O tamanho do meu mundo (Crônicas de uma epidemia # 25)



Texto publicado, originalmente, no jornal A Tribuna (Santos/SP), em 19 de julho de 2020.
Marcus Vinicius Batista

Meu mundo encolheu ao tamanho de uma quadra. Meia quadra para oeste, o supermercado. Se avançar mais meia quadra, alcanço a farmácia. E volto ao ponto de partida.

Meu mundo aumentou ao tamanho de um novo olhar. A pandemia nos isolou fisicamente – eu e minha esposa Beth -, mas reforçou nossas crenças, nossas convicções, nosso processo de vida. Um aprendizado que começou em 2015, quando ela permaneceu 21 dias na UTI por causa de uma crise de lúpus.

Naquele momento, espaço e tempo ganharam outras dimensões e fronteiras. A vida se reduziu em coisas, lugares e pessoas. Voltou-se ao essencial, ao valor das experiências cotidianas, aos episódios simples que – profundos que são – permanecem nas memórias, nas risadas renovadas, nas conversas reconstruídas que erguem diálogos inéditos. São momentos que denunciam e constrangem a ilusão do glamour, desejo superficial de uma sociedade de consumo de aparências.

Quatro meses de confinamento (e de vida online) ensinam que não há somente um horizonte paradisíaco, com água de coco, sol e mar cristalino. Não se muda sem sofrimento, sem a consciência das causas da dor e sem a vontade de estancá-las. Por vezes, é necessária ajuda profissional. Por outras, a cumplicidade alivia as pancadas.

Vivenciar um novo caminho jamais envolve a linearidade do trajeto. É tortuoso, com avanços e retrocessos, atalhos e becos sem saída. Há vontade de desistir e se acomodar no passado, assim como as tentações de se prender no futuro reaparecem diariamente.
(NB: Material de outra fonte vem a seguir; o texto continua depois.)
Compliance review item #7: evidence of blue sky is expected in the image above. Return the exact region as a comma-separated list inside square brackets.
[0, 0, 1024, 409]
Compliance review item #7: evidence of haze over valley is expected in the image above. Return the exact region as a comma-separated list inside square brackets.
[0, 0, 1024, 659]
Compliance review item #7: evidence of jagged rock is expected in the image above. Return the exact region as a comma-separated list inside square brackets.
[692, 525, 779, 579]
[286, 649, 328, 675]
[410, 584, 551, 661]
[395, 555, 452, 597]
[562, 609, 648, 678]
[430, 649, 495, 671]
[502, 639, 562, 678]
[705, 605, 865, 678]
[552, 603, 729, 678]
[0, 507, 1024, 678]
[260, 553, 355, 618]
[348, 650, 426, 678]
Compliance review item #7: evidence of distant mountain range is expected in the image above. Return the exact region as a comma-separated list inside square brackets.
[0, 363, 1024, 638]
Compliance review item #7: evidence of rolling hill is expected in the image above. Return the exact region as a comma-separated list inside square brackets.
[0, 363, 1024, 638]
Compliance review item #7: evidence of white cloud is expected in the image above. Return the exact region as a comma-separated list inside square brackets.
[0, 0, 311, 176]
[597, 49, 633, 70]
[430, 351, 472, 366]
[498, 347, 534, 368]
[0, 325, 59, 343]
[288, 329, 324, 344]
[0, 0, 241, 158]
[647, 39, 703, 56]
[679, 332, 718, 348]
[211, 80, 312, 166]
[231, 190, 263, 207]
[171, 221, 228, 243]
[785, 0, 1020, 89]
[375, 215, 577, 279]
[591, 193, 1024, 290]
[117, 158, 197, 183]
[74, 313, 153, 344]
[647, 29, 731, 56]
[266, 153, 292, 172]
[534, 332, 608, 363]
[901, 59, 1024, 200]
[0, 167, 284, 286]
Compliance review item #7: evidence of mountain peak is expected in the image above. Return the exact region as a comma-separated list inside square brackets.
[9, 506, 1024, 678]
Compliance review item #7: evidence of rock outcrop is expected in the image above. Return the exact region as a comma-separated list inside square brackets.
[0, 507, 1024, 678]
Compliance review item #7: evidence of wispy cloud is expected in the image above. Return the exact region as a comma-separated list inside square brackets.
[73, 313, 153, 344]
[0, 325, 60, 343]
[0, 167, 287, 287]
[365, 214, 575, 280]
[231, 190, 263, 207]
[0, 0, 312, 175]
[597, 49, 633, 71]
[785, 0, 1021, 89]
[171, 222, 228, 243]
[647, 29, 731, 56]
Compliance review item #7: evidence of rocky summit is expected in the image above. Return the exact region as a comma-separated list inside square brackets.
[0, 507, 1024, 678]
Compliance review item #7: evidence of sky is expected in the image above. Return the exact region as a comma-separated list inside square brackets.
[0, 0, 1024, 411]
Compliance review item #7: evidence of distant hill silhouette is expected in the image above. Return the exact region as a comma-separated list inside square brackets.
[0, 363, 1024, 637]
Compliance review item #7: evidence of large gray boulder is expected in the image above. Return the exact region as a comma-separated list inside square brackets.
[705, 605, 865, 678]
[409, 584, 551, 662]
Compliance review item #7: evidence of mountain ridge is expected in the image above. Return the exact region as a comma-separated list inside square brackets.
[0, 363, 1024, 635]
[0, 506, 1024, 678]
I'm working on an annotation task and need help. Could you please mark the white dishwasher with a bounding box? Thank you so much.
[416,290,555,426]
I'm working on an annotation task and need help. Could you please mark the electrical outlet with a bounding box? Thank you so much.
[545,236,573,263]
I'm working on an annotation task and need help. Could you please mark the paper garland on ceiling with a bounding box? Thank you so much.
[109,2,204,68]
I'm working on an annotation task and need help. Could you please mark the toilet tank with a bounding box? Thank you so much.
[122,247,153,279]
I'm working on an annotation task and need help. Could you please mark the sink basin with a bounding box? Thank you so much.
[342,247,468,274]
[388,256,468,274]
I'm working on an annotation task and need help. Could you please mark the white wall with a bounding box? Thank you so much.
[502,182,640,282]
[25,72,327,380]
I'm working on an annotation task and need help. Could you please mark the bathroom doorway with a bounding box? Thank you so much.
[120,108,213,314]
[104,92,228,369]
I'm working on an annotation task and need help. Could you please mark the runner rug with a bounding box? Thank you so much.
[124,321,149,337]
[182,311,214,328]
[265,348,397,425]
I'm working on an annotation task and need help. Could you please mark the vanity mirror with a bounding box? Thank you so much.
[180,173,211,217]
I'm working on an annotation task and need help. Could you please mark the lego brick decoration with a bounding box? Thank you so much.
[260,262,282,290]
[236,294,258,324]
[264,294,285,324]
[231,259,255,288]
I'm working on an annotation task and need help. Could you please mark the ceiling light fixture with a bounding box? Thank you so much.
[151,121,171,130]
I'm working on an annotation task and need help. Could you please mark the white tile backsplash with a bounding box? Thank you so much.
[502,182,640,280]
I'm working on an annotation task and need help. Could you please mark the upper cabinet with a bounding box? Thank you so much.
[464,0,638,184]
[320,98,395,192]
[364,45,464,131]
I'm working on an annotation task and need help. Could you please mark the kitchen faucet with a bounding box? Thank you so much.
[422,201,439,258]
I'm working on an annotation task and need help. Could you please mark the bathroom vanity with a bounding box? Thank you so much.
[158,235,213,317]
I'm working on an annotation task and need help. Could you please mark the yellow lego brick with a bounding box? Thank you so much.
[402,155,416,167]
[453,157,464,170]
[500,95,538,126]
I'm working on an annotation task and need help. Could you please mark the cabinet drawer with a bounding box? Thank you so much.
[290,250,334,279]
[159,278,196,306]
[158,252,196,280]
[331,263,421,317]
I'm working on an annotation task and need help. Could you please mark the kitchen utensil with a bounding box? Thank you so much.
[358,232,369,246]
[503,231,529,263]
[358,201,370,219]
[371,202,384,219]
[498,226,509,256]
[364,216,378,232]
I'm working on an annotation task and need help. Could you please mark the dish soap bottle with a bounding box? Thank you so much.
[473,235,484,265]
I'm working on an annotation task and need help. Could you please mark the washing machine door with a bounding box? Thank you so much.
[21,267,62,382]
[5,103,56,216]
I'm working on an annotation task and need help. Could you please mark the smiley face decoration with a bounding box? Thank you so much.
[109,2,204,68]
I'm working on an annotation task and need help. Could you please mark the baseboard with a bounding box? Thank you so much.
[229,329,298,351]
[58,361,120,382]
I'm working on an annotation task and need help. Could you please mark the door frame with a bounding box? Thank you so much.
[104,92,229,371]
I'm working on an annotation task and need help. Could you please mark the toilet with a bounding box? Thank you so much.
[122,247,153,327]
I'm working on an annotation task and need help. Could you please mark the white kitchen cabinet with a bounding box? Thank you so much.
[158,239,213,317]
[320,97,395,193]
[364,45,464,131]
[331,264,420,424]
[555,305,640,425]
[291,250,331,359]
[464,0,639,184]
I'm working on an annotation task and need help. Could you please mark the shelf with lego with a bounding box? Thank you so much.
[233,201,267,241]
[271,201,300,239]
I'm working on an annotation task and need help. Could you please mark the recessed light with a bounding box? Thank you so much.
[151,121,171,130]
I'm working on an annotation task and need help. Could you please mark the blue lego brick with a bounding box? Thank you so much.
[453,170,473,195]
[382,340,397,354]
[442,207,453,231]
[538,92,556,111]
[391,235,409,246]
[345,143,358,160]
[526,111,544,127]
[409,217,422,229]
O mundo de um confinado nos honra com o presente contínuo, das repetições de ações singelas como se fossem únicas. E são! Um abraço e um beijo de minha esposa que interrompe a elaboração deste texto. A possibilidade de fazer refeições juntos depois de discutir o cardápio do dia (mesmo que seja requentado), cozinhar, ler na cama antes de dormir, assistir a um filme na sala, com direito a cobertor, ouvir a voz de quem se ama ao telefone, ver o outro com afeto por videochamada. O presente nos entrega – cabe a nós agarrarmos ou não – as chaves de um mundo de tamanho reduzido na forma. No conteúdo, os limites se alargam de dentro para fora.
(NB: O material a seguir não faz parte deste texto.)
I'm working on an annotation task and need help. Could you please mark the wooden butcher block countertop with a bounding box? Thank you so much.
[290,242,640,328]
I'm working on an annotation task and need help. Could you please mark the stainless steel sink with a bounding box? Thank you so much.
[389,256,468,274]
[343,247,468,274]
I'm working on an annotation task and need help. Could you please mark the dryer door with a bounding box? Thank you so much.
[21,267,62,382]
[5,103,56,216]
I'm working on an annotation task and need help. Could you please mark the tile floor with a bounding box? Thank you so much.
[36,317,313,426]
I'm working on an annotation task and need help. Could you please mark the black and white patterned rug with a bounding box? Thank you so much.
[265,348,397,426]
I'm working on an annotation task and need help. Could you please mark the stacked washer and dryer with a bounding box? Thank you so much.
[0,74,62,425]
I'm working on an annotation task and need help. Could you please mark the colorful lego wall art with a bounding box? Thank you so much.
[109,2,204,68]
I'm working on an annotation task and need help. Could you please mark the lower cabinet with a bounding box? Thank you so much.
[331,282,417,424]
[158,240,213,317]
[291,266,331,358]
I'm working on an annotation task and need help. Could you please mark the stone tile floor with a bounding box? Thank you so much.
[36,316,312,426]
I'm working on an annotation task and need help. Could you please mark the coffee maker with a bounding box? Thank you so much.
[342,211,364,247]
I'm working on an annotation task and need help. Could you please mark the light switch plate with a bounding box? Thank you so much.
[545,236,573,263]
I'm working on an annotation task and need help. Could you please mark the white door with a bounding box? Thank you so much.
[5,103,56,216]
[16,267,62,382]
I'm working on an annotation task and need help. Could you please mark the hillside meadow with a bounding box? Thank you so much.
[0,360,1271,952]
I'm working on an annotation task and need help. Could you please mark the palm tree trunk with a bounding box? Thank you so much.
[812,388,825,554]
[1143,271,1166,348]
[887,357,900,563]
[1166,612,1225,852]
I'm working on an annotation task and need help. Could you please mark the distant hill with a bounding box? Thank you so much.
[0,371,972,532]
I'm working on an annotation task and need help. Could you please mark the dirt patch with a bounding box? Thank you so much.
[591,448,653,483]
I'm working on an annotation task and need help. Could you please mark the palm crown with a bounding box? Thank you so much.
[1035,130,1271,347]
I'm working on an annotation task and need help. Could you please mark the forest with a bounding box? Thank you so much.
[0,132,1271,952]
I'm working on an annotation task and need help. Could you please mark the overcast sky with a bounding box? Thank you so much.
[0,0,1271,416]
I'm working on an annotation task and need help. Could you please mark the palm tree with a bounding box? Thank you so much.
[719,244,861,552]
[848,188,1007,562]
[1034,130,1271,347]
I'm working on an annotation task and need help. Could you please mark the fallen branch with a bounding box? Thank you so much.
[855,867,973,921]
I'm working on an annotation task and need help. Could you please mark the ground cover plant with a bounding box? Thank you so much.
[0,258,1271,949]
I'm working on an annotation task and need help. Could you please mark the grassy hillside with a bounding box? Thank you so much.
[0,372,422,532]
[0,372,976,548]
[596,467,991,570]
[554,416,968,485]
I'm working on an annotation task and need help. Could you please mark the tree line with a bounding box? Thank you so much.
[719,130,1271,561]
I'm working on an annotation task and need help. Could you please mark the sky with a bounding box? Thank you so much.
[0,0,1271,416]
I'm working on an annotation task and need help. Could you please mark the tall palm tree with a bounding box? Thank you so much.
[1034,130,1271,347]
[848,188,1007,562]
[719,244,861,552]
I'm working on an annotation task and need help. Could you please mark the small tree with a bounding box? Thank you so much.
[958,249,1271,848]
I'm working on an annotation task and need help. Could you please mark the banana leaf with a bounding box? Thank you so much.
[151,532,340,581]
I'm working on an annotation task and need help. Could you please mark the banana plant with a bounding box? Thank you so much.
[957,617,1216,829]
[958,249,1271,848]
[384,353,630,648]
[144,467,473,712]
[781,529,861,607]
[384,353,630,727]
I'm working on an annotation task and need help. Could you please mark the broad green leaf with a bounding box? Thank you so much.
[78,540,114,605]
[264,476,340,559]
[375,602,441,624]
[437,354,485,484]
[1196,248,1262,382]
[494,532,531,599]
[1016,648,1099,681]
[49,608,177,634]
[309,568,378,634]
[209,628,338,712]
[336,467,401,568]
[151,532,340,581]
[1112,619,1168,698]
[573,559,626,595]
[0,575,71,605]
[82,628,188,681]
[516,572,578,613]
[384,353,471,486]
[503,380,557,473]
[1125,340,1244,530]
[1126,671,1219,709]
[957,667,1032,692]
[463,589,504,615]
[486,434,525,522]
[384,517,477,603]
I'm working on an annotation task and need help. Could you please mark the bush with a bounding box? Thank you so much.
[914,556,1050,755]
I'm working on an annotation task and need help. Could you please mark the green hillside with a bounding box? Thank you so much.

Este mundo de tempo menos matemático e mais sensível às percepções das experiências coloca em dúvida a capacidade de planejamento. No mínimo, expõe as camuflagens que criamos para justificar a paralisia pelo futuro que nunca sai do projeto. Mal dá para pensar daqui a seis meses quanto mais daqui uma semana. Aí está a oportunidade.

Vivemos, nesta pandemia, a oportunidade de alterar nosso pequeno mundo. A diversidade cultural, a complexidade política e a instabilidade econômica nos ensinam que é utópico buscar um entendimento global, mais um conceito presunçoso do que uma prática real para os homens comuns.

Alterar nosso pequeno mundo é refazer, valorizar, cultivar nossas relações próximas, com vizinhos, parentes, amigos, colegas; enfim, pessoas que amamos ou por quem temos algum nível de apreço. Mudar o mundo ainda é possível, mas com a exigência de uma perspectiva. Qual? Mudar o mundo do tamanho de uma quadra, ou quintal, ou jardim.